We can then create the IncrementalExtractMachineCycle pipeline linked to the AzureDataLakeAnalyticsLinkedService and create a DataLakeAnalyticsU-SQL type activity to trigger the U-SQL job. In the activity, we set the “script” property as the commend to call the ADFDW.dbo.uspGetMachineCycles we created earlier and pass the SliceStart and SliceEnd as parameters.

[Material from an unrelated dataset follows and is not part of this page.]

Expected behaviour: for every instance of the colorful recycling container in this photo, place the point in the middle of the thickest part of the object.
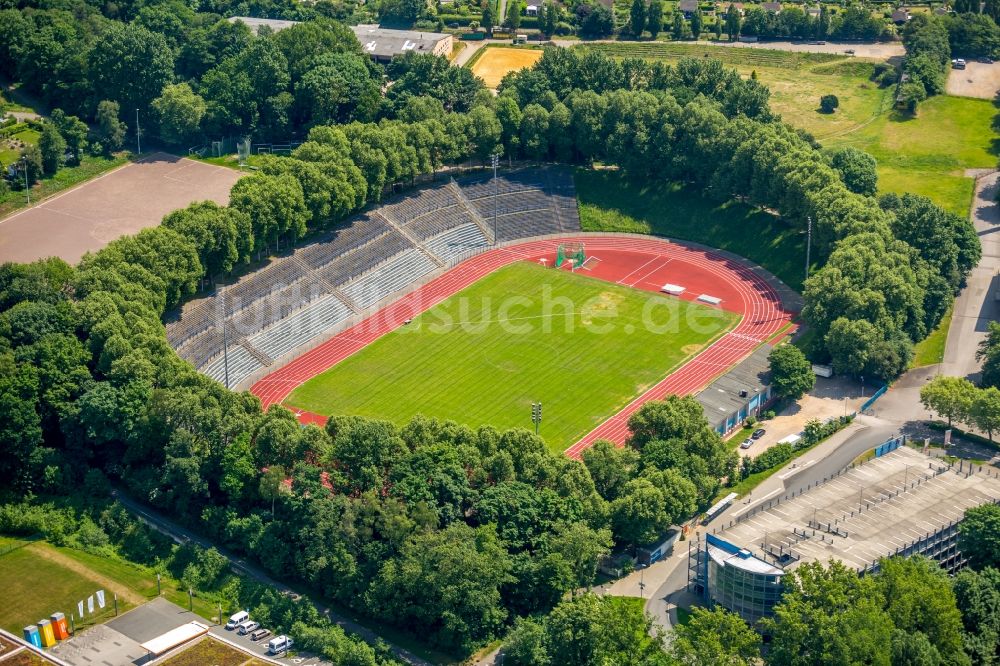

As the U-SQL job is expected to run after both the DimMachine and DimCustomer tables are loaded, we set both OutputDimCustomer and OutputDimMachine ADF tables (the output of the LoadDimCustomer pipeline and the LoadDimMachine pipeline)  as the inputs of the DataLakeAnalyticsU-SQL activity. For the output of the activity, we set it as the InputMachineCycle ADF table which is the input for the pipeline to load the machine cycle data from ADLS staging area to the target data warehouse. The implementation of  inputMachineCycle ADF table will be covered in the next part of the blog series.

{
  "$schema": "http://datafactories.schema.management.azure.com/schemas/2015-09-01/Microsoft.DataFactory.Pipeline.json",
  "name": "IncrementalExtractMachineCycle",
  "properties": {
    "description": "Extract machine cycles within current time slice",
    "activities": [
      {
        "name": "ExtractMachineCycle",
        "linkedServiceName": "AzureDataLakeAnalyticsLinkedService",
        "type": "DataLakeAnalyticsU-SQL",
        "typeProperties": {
          "script": "ADFDW.dbo.uspGetMachineCycles(System.DateTime.Parse(@sliceStart), System.DateTime.Parse(@sliceEnd));",
          "parameters": {
            "sliceStart": "$$Text.Format('{0:yyyy-MM-ddTHH:mm:ssZ}', SliceStart)",
            "sliceEnd": "$$Text.Format('{0:yyyy-MM-ddTHH:mm:ssZ}', SliceEnd)"
          }
        },
        "inputs": [
          {
            "name": "OutputDimCustomer"
          },
          {
            "name": "OutputDimMachine"
          }
        ],
        "outputs": [
          {
            "name": "InputMachineCycle"
          }
        ],
        "policy": {
          "concurrency": 1,
          "executionPriorityOrder": "OldestFirst",
          "retry": 3,
          "timeout": "01:00:00"
        },
        "scheduler": {
          "frequency": "Hour",
          "interval": 1
        }
      }
    ],
    "start": "2017-11-10T20:00:00",
    "end": "2017-11-13T01:00:00"
  }
}

Now we have the U-SQL job created and scheduled that will extract the machine cycle rows within the current ADF execution slice and store them into the staging area in the ADLS. The next part of the blog series will create the FactMachineCycle loading pipeline to load the machine cycle rows in csv file format from ADLS to the staging table in the target DW and then create a store procedure to transform and load the data into the machine cycle fact table.